November 05, 2004

Not Much Good in VoIP

So it would seem from an article written by two well known researchers from Bell Labs/Lucent and published in ACM Queue. (To be sure that is not their claim, but one could come to that conclusion after reading that paper.) It was recently slashdotted and also widely bookmarked at the community bookmark site de.icio.us. Given the wide visibility given to the article, it is worth taking a closer look at it.

The article repeats the oft stated claim that VoIP will enable new revenue generating services. (Given the anticipated benefits, the resulting apocalypse and the fact that it is fashionable to make fun of the name VoIP, probably we should rename it Kalki.) The article further declares that many engaging services are already available, even though they do not give many examples. Interestingly, Pulver periodically admonishes the industry to come up with some innovative services. One example they talk about is click-to-dial. But it is not clear how VoIP facilitates it.
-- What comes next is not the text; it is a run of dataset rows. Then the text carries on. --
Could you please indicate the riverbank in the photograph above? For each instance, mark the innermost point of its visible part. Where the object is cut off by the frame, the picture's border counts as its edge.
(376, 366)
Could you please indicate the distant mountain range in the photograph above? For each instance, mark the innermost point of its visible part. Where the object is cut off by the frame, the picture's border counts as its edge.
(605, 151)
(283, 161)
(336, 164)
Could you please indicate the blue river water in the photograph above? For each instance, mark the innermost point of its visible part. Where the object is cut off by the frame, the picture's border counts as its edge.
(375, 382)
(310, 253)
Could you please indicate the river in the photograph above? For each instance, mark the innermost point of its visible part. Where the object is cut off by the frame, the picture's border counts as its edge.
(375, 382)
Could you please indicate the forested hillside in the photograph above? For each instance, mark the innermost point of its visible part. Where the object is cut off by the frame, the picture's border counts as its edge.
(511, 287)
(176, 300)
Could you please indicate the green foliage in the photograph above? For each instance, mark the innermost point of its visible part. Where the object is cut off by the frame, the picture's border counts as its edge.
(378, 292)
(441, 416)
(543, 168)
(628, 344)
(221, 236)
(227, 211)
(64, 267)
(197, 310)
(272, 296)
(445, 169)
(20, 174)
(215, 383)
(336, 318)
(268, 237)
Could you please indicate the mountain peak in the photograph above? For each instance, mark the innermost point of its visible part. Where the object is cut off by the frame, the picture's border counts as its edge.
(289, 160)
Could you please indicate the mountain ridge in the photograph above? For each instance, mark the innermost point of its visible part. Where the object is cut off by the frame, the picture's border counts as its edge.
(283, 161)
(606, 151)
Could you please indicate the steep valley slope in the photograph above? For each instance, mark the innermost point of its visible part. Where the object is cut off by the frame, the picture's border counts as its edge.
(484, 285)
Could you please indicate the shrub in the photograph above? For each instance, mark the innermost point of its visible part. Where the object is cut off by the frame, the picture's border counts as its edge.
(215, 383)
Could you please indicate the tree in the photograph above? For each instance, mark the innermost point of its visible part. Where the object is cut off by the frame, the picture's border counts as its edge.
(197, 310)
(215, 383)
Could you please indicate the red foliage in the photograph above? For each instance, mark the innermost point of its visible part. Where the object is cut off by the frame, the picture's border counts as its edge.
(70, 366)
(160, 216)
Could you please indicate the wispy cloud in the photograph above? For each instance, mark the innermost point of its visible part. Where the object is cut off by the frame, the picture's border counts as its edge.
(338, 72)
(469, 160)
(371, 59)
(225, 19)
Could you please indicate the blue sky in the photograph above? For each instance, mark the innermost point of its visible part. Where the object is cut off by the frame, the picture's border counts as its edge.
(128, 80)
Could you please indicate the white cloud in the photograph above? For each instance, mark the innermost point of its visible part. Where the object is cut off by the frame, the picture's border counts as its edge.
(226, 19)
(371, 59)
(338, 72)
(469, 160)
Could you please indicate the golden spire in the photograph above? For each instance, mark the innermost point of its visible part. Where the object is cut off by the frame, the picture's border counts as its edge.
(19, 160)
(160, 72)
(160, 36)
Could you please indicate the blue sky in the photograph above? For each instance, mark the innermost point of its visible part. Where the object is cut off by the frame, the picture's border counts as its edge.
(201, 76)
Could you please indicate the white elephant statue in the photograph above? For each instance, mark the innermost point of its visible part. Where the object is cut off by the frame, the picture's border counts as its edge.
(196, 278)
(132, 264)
Indeed, the description contained in the paper, the resultant call is a PSTN call.

The article suggests that limited signaling mechanism of PSTN makes it “awkward” to invoke services in PSTN. If so, then the article fails to pint out to VoIP industry that its reliance on ATA, which implies the same limited signaling mechanism, is going to limit VoIP to the same extent as well. The article points out the lack of industry wide effort in addressing the feature interaction problem. Feature interaction is one of the major reasons why PSTN has been slow to introduce new features; the article suggests that this problem is compounded in a distributed environment envisioned for VoIP. But it omits to point out that the limited signaling mechanism further aggravates this issue and this is another reason to revisit ATA based deployments.

One of the issues that stumped ISDN that VoIP is also finding it difficult to address is the transmission of DTMF tones. Whereas ISDN had two means of transporting DTMF (signaling message or on the bearer channel), VoIP provides three ways – encoded along with the speech, RFC 2833 and signaling message. Each method is appropriate for a given scenario, while none is satisfactory for all. The paper touches on this point but fails to point out that a terminal with richer interface can overcome this problem because the user will be able to specify the appropriate mode of transport.

The following sentence is found in their description of SIP: “If one SIP node knows the address of another node, the first may invite the second to join a SIP session.” If so, then how come a whole industry is developing around “helping end-points find one another”? The article does not say.

Ostensibly, the article would like to claim many great things for VoIP. In my opinion it does not make a case for it; it also fails to point out how current terminal architecture is holding back deployment of new and exciting features.